BEIJING -- China's Great Wall Motor on Wednesday said that its joint venture in China with BMW faced regulatory uncertainties as both companies pledged to proceed with their plans in the world's No. 1 market.
The stock market filing was made in response to media reports that the alliance was in trouble.
German newspaper Sueddeutsche Zeitung reported on August 4 that the tie-up could fail, citing sources familiar with the matter.
In February 2018, BMW said it had signed a letter of intent with Great Wall to produce electric Minis in China.
Great Wall said in Wednesday's statement: "At present, the project is proceeding as planned, and the two parties are communicating on the details of the cooperation and preparing for the project to seek approval from the relevant authorities."
There are uncertainties regarding whether the joint venture will be able to obtain the required regulation approvals, it said.
BMW said the joint venture was going very well and significant progress was being made in all business areas.
The venture aims to build a plant in Zhangjiagang with the capacity to build 160,000 gasoline vehicles for export and another 160,000 so-called New Energy Vehicles (NEVs), documents on the city's website show. The JV will also include a research center and car parts manufacturing facilities.

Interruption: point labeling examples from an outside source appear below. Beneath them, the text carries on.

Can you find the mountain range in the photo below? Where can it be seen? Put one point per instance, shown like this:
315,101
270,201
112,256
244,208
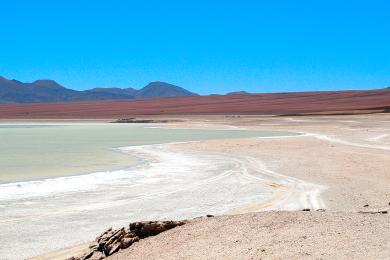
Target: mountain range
41,91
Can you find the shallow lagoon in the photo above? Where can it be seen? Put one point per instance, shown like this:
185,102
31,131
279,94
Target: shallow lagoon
30,151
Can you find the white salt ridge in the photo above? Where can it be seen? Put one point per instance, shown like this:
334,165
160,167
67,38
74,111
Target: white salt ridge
171,184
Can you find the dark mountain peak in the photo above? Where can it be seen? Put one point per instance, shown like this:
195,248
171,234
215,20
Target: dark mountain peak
239,93
48,83
162,89
16,81
2,79
14,91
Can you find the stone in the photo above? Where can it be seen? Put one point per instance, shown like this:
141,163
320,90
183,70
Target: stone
115,248
97,256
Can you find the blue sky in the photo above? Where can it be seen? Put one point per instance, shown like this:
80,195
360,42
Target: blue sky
205,46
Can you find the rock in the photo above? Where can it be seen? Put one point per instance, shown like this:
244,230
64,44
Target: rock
115,248
87,255
128,241
111,241
97,256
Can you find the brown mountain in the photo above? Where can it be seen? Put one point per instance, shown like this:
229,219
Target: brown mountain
44,91
365,101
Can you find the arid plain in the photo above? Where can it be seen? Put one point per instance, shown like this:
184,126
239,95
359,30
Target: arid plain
346,155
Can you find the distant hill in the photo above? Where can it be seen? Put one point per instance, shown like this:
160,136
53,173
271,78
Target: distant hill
41,91
239,93
161,89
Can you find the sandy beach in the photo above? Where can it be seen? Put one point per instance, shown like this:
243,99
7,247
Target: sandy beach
339,163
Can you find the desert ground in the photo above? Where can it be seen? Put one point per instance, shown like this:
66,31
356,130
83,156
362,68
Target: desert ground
348,155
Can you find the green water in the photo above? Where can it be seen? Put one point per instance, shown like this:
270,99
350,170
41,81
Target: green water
29,151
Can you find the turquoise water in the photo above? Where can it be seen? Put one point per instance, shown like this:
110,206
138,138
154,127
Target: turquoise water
108,179
30,151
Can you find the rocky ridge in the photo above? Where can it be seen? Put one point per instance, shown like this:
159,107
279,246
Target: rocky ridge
113,240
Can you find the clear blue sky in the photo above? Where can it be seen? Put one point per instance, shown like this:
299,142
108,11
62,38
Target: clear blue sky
205,46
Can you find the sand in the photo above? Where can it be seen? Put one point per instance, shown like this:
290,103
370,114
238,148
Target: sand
350,155
347,155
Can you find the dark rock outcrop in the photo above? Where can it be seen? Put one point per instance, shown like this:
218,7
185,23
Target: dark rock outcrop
111,241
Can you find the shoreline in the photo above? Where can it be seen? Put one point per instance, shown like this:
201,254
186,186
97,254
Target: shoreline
354,168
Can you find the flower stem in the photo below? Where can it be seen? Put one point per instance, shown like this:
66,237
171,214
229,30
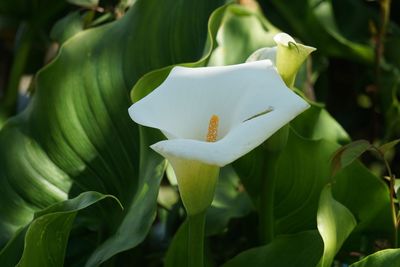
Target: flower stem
267,217
196,240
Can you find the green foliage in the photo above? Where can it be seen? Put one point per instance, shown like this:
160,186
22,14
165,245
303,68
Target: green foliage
301,249
335,223
310,201
387,257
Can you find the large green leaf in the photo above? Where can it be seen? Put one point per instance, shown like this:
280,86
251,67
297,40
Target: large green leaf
335,223
230,201
301,171
241,33
76,134
383,258
47,235
301,249
315,23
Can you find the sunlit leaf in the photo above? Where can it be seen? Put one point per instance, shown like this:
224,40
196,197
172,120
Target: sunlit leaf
335,223
383,258
302,249
345,155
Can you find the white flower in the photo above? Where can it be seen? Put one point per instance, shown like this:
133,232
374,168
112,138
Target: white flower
250,100
211,117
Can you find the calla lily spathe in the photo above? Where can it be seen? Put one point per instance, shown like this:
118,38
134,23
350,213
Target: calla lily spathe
287,56
250,100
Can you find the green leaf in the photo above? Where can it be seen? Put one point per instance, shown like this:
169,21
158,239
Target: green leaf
241,33
67,27
345,155
136,223
47,235
84,3
314,22
76,134
388,146
316,123
178,247
301,249
335,223
230,201
383,258
301,171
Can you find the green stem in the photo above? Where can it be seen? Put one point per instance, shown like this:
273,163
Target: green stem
20,60
196,225
267,217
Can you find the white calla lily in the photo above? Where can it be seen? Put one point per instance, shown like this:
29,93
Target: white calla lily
211,117
250,100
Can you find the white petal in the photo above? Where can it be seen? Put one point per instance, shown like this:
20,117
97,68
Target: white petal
240,140
264,53
240,95
182,105
283,39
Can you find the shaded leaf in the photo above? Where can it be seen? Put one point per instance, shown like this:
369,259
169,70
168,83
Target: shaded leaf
76,134
230,201
47,235
388,146
345,155
302,249
383,258
67,27
335,223
84,3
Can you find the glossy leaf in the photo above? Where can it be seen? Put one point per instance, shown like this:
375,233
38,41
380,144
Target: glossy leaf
316,123
388,146
76,134
301,249
84,3
335,223
383,258
314,22
230,201
47,235
345,155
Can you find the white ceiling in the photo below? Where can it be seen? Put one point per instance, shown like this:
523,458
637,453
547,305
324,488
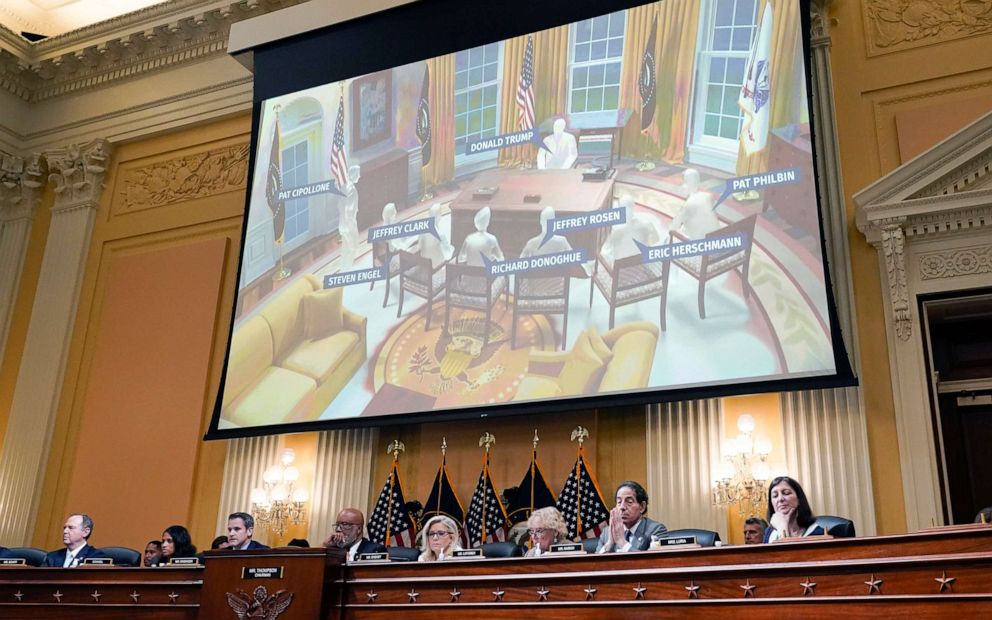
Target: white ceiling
55,17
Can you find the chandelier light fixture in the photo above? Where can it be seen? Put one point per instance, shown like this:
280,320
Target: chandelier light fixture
278,503
744,472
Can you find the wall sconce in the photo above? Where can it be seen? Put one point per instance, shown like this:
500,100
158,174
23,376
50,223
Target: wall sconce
744,473
278,503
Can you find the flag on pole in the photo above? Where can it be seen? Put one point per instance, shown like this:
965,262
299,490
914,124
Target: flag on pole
486,520
390,523
533,493
648,80
581,502
339,162
756,90
525,88
424,120
273,185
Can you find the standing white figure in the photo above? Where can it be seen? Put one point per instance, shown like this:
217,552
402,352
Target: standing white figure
438,250
564,150
696,218
481,242
620,243
348,219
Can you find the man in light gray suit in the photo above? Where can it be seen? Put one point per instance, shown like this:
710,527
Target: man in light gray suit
629,529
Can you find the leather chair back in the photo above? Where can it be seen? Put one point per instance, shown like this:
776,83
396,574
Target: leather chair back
838,527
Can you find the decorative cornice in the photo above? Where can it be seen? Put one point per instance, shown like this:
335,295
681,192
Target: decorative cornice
77,173
158,37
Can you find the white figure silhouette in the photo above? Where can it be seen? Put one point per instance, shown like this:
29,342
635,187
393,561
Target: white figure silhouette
563,147
696,218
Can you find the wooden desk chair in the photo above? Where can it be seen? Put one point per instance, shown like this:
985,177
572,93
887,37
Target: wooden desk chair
418,276
709,266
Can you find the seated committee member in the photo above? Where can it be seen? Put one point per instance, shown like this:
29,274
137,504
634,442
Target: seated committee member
240,528
153,553
75,536
562,149
440,539
176,543
349,533
546,527
754,530
629,529
788,511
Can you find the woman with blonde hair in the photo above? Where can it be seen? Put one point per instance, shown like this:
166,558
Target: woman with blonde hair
440,539
546,527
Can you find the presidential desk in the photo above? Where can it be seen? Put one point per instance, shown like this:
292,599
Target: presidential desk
930,574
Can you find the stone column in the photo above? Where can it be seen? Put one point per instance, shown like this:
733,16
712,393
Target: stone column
76,173
20,192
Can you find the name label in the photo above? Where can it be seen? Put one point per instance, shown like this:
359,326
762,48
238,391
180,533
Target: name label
261,572
98,561
13,562
468,553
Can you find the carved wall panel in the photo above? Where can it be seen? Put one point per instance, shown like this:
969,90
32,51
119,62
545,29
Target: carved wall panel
188,177
896,25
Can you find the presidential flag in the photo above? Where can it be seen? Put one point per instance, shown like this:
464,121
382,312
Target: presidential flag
525,89
581,502
339,162
486,520
273,186
756,90
647,82
424,120
390,523
533,493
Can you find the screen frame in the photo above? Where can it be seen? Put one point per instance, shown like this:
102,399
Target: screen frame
278,73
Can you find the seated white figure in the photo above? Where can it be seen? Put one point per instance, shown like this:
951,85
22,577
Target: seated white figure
429,246
348,218
696,218
480,243
563,147
620,243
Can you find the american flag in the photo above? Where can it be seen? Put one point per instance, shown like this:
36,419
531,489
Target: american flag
581,502
339,163
525,89
390,509
486,520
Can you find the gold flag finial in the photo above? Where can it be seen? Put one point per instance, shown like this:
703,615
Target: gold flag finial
395,448
580,433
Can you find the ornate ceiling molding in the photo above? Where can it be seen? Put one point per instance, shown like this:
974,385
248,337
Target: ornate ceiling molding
155,38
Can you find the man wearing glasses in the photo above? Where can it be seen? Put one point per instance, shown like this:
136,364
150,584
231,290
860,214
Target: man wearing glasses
349,533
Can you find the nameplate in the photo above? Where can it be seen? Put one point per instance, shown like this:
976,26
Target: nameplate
468,554
98,561
13,562
261,572
184,562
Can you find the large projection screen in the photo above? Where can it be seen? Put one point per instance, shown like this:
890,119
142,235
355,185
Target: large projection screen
509,208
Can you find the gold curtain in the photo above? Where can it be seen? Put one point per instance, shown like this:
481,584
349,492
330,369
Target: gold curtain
787,80
550,86
441,168
675,52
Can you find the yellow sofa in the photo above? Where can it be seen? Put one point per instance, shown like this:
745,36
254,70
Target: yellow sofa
619,360
289,361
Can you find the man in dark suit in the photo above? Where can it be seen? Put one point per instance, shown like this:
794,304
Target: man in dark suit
75,536
349,533
629,529
240,529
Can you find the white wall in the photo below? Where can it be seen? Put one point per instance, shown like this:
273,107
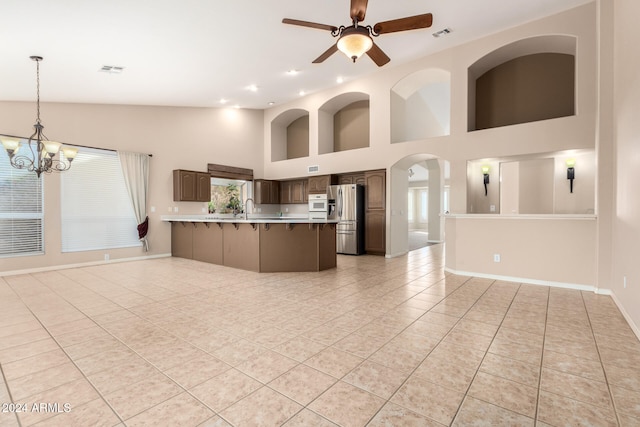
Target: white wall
626,230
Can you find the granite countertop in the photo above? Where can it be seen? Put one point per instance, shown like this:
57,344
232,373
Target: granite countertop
252,219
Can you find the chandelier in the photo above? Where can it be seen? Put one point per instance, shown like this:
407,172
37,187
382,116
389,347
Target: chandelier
42,152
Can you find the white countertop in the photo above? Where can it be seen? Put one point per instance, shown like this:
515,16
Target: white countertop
253,219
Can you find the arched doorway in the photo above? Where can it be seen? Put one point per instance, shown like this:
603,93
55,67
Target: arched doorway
417,201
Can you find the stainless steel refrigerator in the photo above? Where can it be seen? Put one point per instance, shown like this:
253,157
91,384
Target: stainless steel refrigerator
348,200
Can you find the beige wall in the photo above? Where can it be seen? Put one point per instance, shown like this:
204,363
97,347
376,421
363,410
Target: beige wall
547,250
178,138
351,127
298,138
525,89
626,231
575,132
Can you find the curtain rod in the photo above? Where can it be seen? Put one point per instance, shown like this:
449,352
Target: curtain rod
73,145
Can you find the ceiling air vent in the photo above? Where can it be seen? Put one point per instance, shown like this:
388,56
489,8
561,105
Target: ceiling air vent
111,69
442,33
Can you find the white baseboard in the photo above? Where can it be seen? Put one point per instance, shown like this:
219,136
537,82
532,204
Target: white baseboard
634,327
82,264
576,286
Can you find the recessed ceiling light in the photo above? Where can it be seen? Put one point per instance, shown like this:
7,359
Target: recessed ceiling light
442,33
111,69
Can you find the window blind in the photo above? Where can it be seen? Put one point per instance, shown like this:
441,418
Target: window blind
95,209
21,216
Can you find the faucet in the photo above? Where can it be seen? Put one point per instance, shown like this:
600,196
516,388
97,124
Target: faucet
246,207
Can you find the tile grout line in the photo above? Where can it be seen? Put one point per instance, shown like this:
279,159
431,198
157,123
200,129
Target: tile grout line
604,372
544,340
62,348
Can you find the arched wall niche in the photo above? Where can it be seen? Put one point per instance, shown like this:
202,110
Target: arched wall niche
421,106
343,123
290,125
527,80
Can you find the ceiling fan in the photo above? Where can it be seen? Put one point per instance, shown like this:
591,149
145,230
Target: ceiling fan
355,40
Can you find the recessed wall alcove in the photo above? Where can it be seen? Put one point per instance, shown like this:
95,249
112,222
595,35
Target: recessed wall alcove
525,81
421,106
343,123
290,135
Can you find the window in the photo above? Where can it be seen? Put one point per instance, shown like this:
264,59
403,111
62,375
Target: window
21,216
95,208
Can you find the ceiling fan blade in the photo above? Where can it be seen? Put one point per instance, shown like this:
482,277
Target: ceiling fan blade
327,53
358,9
309,24
404,24
378,56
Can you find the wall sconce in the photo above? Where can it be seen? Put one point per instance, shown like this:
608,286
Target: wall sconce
571,172
485,173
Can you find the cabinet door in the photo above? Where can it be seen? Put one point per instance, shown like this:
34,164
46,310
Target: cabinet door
374,240
261,192
182,239
266,192
318,184
345,179
203,187
274,192
184,186
299,191
375,190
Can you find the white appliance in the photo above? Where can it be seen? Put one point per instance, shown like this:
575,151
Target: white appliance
349,211
318,206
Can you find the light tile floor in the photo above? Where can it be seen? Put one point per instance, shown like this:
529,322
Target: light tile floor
379,342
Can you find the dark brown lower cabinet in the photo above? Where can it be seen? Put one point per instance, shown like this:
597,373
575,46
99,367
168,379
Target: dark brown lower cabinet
261,247
375,229
182,239
207,242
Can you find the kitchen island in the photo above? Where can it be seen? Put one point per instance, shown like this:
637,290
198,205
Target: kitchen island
261,244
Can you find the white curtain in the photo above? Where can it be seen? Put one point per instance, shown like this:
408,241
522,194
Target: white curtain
135,167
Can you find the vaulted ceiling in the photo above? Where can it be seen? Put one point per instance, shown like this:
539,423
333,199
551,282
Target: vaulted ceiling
199,52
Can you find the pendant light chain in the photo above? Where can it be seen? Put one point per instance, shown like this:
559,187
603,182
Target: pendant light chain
38,91
42,152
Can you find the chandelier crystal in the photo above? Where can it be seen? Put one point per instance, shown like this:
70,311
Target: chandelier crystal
41,155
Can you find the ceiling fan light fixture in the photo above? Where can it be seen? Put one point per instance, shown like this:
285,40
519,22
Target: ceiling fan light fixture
354,42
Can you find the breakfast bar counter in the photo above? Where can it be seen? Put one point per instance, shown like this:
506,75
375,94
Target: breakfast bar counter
261,244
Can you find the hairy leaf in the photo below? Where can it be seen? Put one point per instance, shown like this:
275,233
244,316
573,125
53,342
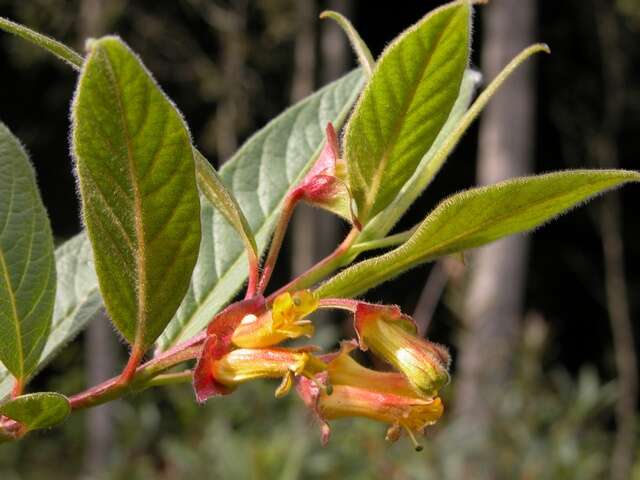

A separate local government document shows the total investment of the project is forecast at 20.2 billion yuan ($2.87 billion).
Automakers and suppliers are scrambling to meet tough new Chinese quotas for less polluting cars, know as NEVs in China. Those rules call for electric and rechargeable hybrid vehicles to account for a fifth of total sales by 2025.
Great Wall, which is China's top SUV and pickup maker, currently builds cars for Ora, an affordable battery-electric vehicle brand in Baoding, the city where it is headquartered.